Because this type of behaviour has become such a problem over recent years, and is so obvious to those who understand it, two books have recently been written about it. Donald Trump is a good example of someone who has relied on these strategies to maintain his view of things but you simply need to look around you to see many more examples.

Examples:

  • Wilful Blindness: Why we ignore the obvious at our peril. by Margaret Heffernan 2011 & 2019
  • The Unknowers: How Strategic Ignorance Rules the World by Linsey McGoey 2019

They may be good people but they are still lying 

Yes they are lying but, incredible as it sounds, the difference is that they are lying to and deceiving themselves. Once they have done that they can convincingly repeat that lie to us and persuade us too. The lie now rings true in the moment they say it because for them it is true. But deep down within them and at other times they do know it is false and recognise it. This is a strange and complex split personality process, and social scientists struggle to explain it.

This complex process and was first described by philosophers in the early 20th century. They analysed the way we humans build our lives as we grow up interacting with and responding to the social pressures from those around us. The ideas we develop as we grow become central to who we are and our identity. Social scientists built on the insights of those philosophers to understand human development.

It can happen later in life too, particularly when we ‘see the light’ in situations that we find confusing or when a charismatic leader sells us snake oil. We require considerable life experience, training and knowledge to recognise what is happening to us and that has been in short supply for a long time.

Fortunately most of the beliefs we acquire are helpful in turning us into good citizens. At other times they are not only false but harmful. The problem is that in both instances we instinctively defend them when they are citicised. When the beliefs are false those who try to challenge them become targets for ridicule.

Our gut first response is to defend the ideas we believe in and discredit anyone who tries to challenge the things we believe in and do. Whistleblowers are the greatest threat and are targeted.

It is because of these strategies and responses that failed social systems like our aged care system last for so long even when they are clearly harming people and this is glaringly obvious to those who look closely. 

This inability to challenge belief explains why the reforms that ‘vested interests’, make when things go wrong don’t work for long. In aged care we have had 31 inquiries and reviews over the last 20 years. All that has happened is that the pieces have been moved about without changing the way the system operates. The same thing has been happening with the Royal Commission although the pieces are bigger.

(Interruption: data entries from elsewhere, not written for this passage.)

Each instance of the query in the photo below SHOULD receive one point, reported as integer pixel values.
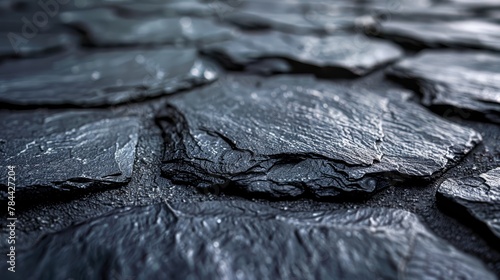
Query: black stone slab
(102, 78)
(337, 55)
(480, 195)
(425, 32)
(105, 28)
(465, 80)
(291, 135)
(247, 241)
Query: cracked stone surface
(330, 54)
(480, 195)
(465, 33)
(465, 80)
(67, 150)
(308, 157)
(320, 138)
(20, 39)
(248, 241)
(295, 19)
(100, 78)
(105, 28)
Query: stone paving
(248, 139)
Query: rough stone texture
(104, 28)
(472, 33)
(67, 150)
(19, 39)
(247, 241)
(480, 195)
(288, 135)
(465, 80)
(293, 19)
(100, 78)
(42, 43)
(352, 54)
(57, 212)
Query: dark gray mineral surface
(334, 55)
(248, 241)
(465, 80)
(249, 139)
(286, 136)
(480, 195)
(105, 28)
(435, 33)
(67, 150)
(99, 78)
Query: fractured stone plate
(15, 45)
(104, 27)
(100, 78)
(348, 53)
(290, 135)
(242, 240)
(67, 150)
(463, 79)
(471, 33)
(300, 23)
(479, 195)
(21, 37)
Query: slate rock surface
(480, 195)
(102, 78)
(298, 18)
(67, 150)
(465, 80)
(236, 240)
(105, 28)
(287, 136)
(462, 33)
(20, 37)
(348, 53)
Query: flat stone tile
(70, 150)
(102, 78)
(238, 240)
(480, 195)
(468, 80)
(291, 135)
(331, 55)
(106, 28)
(464, 33)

This is all complex stuff and there are many different ways of looking at what is happening. They shine an additional light on it. In a root cause analysis of aged care we have tried to look at what has happened in multiple different ways. While also complex these throw more light on what has been happening and the way that people behave. Learning and understanding our complexity is a work in progress and we are still struggling to come to grips with the sort of beings we are. It’s not easy.

Implications

Once we understand that these are good people who have gone astray we can confront them kindly but very firmly. We will only be able to do that successfully when we, as a society take back the power to force them to confront the lack of evidence and logic in what they are doing and recognise the potential of alternatives. But before we include them they must acknowledge and accept their failures and take responsibility for them. 

We must remember how resistant to change they are, make it very clear that this is over and that those who think and behave like this have no place in aged care in our society.

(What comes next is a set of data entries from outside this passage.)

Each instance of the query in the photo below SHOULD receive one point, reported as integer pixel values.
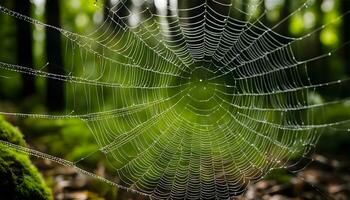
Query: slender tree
(55, 89)
(25, 46)
(107, 7)
(346, 33)
(284, 15)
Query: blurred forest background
(25, 44)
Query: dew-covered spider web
(188, 99)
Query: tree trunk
(285, 12)
(25, 46)
(346, 33)
(106, 9)
(55, 89)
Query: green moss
(19, 178)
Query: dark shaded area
(55, 89)
(25, 46)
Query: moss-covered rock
(19, 179)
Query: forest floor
(327, 177)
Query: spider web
(190, 101)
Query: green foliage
(19, 178)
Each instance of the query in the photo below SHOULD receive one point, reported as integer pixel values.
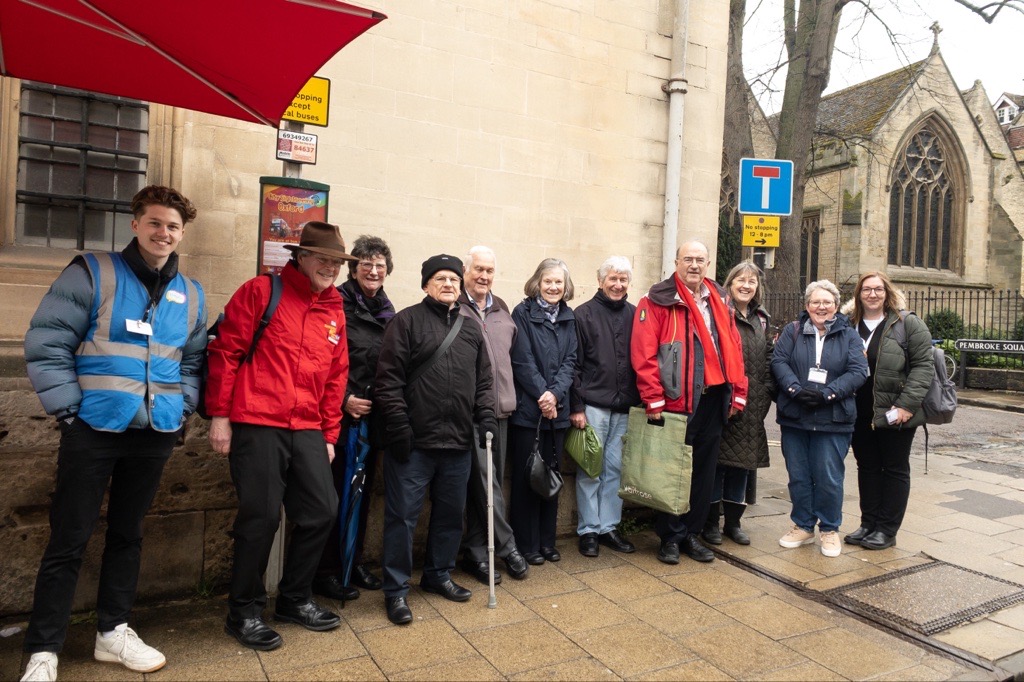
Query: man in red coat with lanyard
(278, 416)
(689, 359)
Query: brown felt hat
(322, 238)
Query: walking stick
(492, 599)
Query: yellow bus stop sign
(761, 230)
(310, 105)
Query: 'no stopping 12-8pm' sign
(765, 186)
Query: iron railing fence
(996, 314)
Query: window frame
(946, 236)
(82, 203)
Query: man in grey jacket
(114, 352)
(480, 305)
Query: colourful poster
(287, 206)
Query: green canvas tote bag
(656, 463)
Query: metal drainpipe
(676, 88)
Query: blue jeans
(815, 463)
(598, 503)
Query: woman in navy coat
(818, 364)
(543, 365)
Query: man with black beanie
(433, 383)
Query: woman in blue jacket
(818, 364)
(543, 366)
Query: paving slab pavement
(758, 612)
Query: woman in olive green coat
(888, 407)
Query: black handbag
(545, 478)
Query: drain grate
(929, 597)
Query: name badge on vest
(139, 327)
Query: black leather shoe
(310, 615)
(616, 542)
(550, 553)
(736, 535)
(366, 580)
(692, 548)
(398, 611)
(516, 564)
(332, 588)
(448, 589)
(669, 553)
(534, 559)
(858, 535)
(478, 569)
(712, 535)
(252, 633)
(588, 544)
(878, 540)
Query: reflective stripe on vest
(118, 369)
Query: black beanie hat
(440, 262)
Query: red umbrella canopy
(246, 59)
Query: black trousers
(132, 463)
(704, 433)
(270, 466)
(534, 520)
(474, 545)
(883, 475)
(445, 473)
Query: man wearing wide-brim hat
(276, 415)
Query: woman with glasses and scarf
(818, 364)
(368, 310)
(543, 366)
(900, 359)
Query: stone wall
(186, 546)
(537, 127)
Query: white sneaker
(830, 546)
(796, 538)
(125, 647)
(42, 668)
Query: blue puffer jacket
(842, 356)
(543, 359)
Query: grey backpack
(940, 401)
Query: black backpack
(211, 334)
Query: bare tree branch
(990, 10)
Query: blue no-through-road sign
(765, 186)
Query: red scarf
(732, 353)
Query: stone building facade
(538, 127)
(911, 176)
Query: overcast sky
(972, 48)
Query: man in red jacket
(278, 416)
(689, 359)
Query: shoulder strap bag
(441, 349)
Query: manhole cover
(930, 597)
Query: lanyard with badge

We should welcome back those who acknowledge that their thinking and policies were harmful and who set out to make amends. Many have expertise and as communities we can learn from them. But we need to very carefully evaluate their suggestions. 

It was because we ignored this well-known warning, first made by the famous Scottish economist and philosopher, Adam Smith over 2 centuries ago, that we have so many problems in our market today. In writing about the market he said:

“The interest of [businessmen] is always in some respects different from, and even opposite to, that of the public ... The proposal of any new law or regulation of commerce which comes from this order ... ought never to be adopted, till after having been long and carefully examined ... with the most suspicious attention. It comes from an order of men ... who have generally an interest to deceive and even oppress the public.”

Source: Adam Smith: The Wealth of Nations, 1776.

Adam Smith would turn in his grave if he knew that governments advised by economists who claim to follow his advice have taken something as vulnerable as aged care and handed it over to the market.